Morality is a social construct; Nietzsche understood this. Yet his theory looked, not at those who control the social element — i.e., the class operating religion, education, propaganda, art, defining what can and can’t be done, and so on — but the class helpless to influence it.

This elitist, pitiless view of the poor, whose psychology was to him resentful, self-indulgent, and dependent on the strong to survive, inspires his solutions to existential despair. God is a father figure, a parent to wantonly save his flock from the forces of evil. Nietzsche thought this was the problem. How can we face our world, and thus live a life fully steeped in it, if we throw our goalpost far beyond it? Marx thought this way, too, feeling that the working class used religion as a distraction from austerity.

We needed to, not only live fully grounded in reality, but dominate it. We must turn ourselves into a force to be reckoned with, whether economically, politically, or creatively: the Übermensch. The world ought to bend to our will. At that point we’ve transcended transcendence, needing only ourselves to tolerate an otherwise nihilistic life.

To him, elitism was the antidote to nihilism.

In a sense, he was right. We cannot live passively, interacting with the world only insofar as it interacts with us. By seeing ourselves mirrored in outside reality, the world grows, not only a little bit more human, but a little bit more like us. And if this mirror is social, like in the case of charity work or political activism, it’s self-validating, self-recognizing. It reinforces our identity by echoing it. This, in turn, gifts us purpose in life.

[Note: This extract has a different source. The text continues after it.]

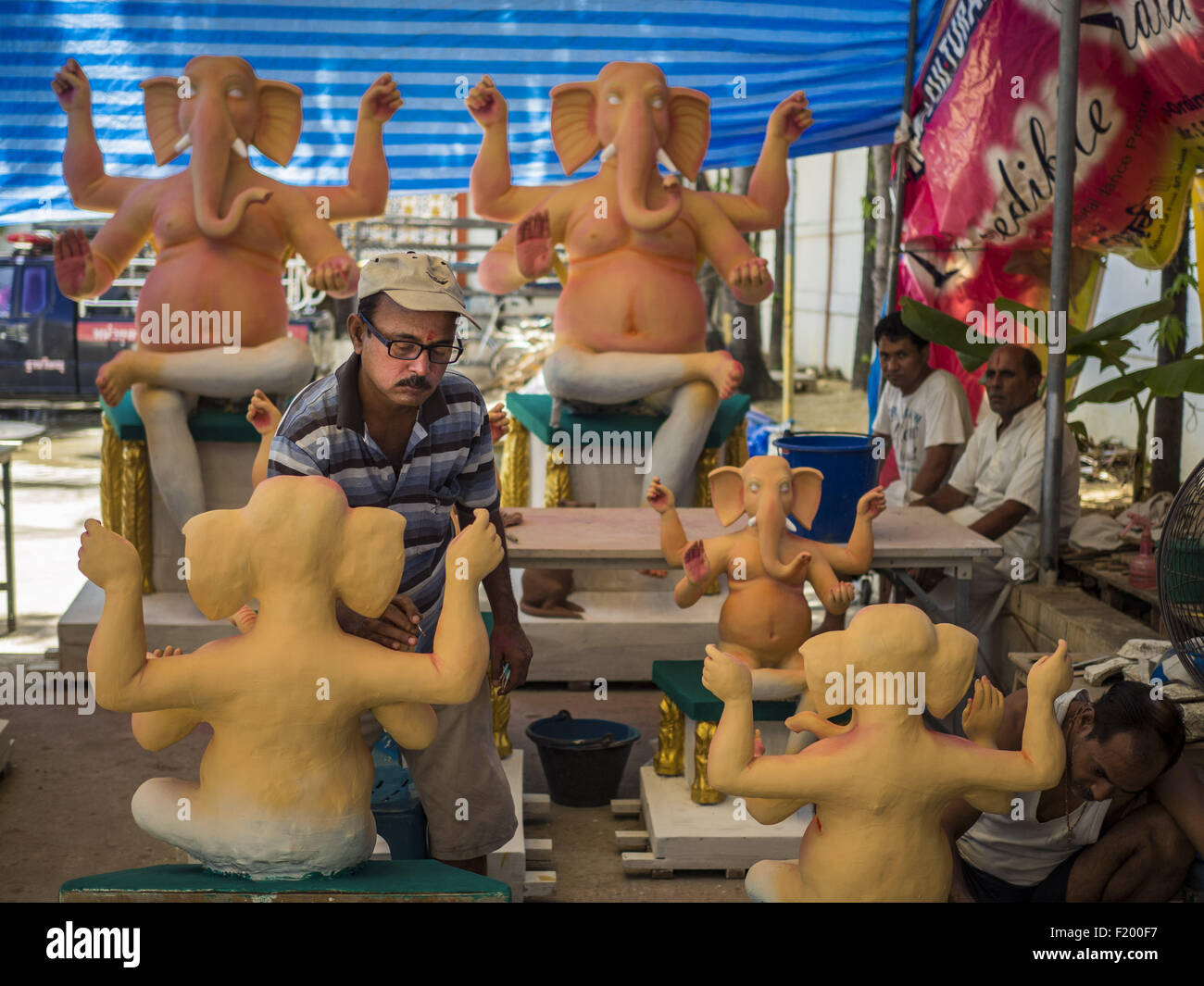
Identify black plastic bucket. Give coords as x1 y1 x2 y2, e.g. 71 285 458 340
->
526 709 639 808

This isn’t economic or political elitism. Mainly, it’s humanistic. It’s the arts, humanities, and so on, economic domination being only the accumulation of capital, a goalpost that constantly shifts, constantly distances itself from you. In a way, it spurs desire, making us happy. But, in a way, it’s just another way to cope. It’s steeping oneself in an ideology — that of capital — ignoring reality itself. In other words, it’s shallow, meaningless.

Yet, Nietzsche justified warlords and dictators like Napoleon. He called himself an aristocratic elitist, and he despised the utopian socialists of the time. He briefly criticized capitalism, as labor conditions at the time meant workers wrestled with nihilism each time they travelled to work. Yet, his industrialist obsession prevented him from seeing the real problem: labor itself was miserable, alienated, and arbitrary. It wasn’t just material conditions — people get used to filth, as much as we don’t like it. It was their labor, a defining feature of social identity, which caused nihilism, and, by extension, the widespread psychological repression of millions.

From Karl Marx’s Economic & Philosophic Manuscripts of 1844,

The object which labour produces — labour’s product — confronts it as something alien, as a power independent of the producer. The product of labour is labour which has been embodied in an object, which has become material: it is the objectification of labour. The realization of labour is its objectification. Under the conditions of political economy this realization of labour appears as loss of reality for the worker; objectification as loss of the object and bondage to it; appropriation as estrangement, as alienation.

Labor, because its fruits are beyond the worker and made abstract by profit, turns repetitive and estranged. Yes, nihilism comes with a collective abandonment of faith. Yes, nihilism comes with an inactive population of atheists. However, nihilism comes most of all from an estrangement of identity, one accompanying an estrangement of labor.

In essence, alienation spawns nihilism: Nietzsche saw a population alienated from the universe they lived in, void of a deeper connection to it than that of an infantile observer. Marx saw a population alienated from their labor, void of a deeper connection to their occupations and communities than that of a stranger. They were both correct.